Filled with both spiritual and literal nourishment, Stones for Bread provides a feast for the senses from award-winning author Christa Parrish.

This book was well-written and well-researched. I read it quickly, but didn’t enjoy it as much as I wanted to.

I’m not quite sure why this is. Maybe I was expecting a bit more romance and I think it qualifies more as Women’s Fiction. It’s not chick-lit – too serious for that. I’ll admit to skimming sections of it. Each chapter began with a recollection from the main character’s childhood [though they were mostly chronological up through her mid-20s, all but one or two of them were age 16 and under]. Those didn’t hold my interest as much as the current storylines. Most chapters had a bread recipe of some kind and/or a section [up to 2 pages???] on the history of bread. I didn’t read any of the recipes, though I’ll likely at least look at them again for ideas and possibly to use, but after the first one or two, I barely skimmed the history sections.

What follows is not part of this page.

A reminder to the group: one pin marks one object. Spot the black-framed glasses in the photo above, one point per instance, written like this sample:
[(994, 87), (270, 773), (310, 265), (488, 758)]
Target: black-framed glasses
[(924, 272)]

Though I’m sure they were interesting, they did nothing for me here.

As for the main, “present day” story… It wasn’t BAD, but it didn’t suck me in and not let go like I prefer my books to do. It took quite a while for me to get into it without being easily distracted. Once I did, I sped through it. I would have liked more on the relationship between Leisl and her love interest, particularly at the end.

There’s a Very. Bad. Thing. That happens to one of the characters. I liked the character, but felt little more than “eh” when it happened. Normally, I would have expected tears :/.

I know this sounds like it was an awful book. It wasn’t. I didn’t love it, but I didn’t hate it. It’s quite possible my own current sense of “blah” about life in general plays a role in my perception of the book. I wish I could give it a better rating, but I just can’t. I’ll give other books by Ms. Parrish a try and see if it’s just this one or if she’s just not for me.

Ugh. I hate writing reviews like this especially for books I really wanted to like.

Overall rating: 6.5 out of 10 stars

Thanks to the publisher and BookSneeze for a free copy in exchange for my honest review.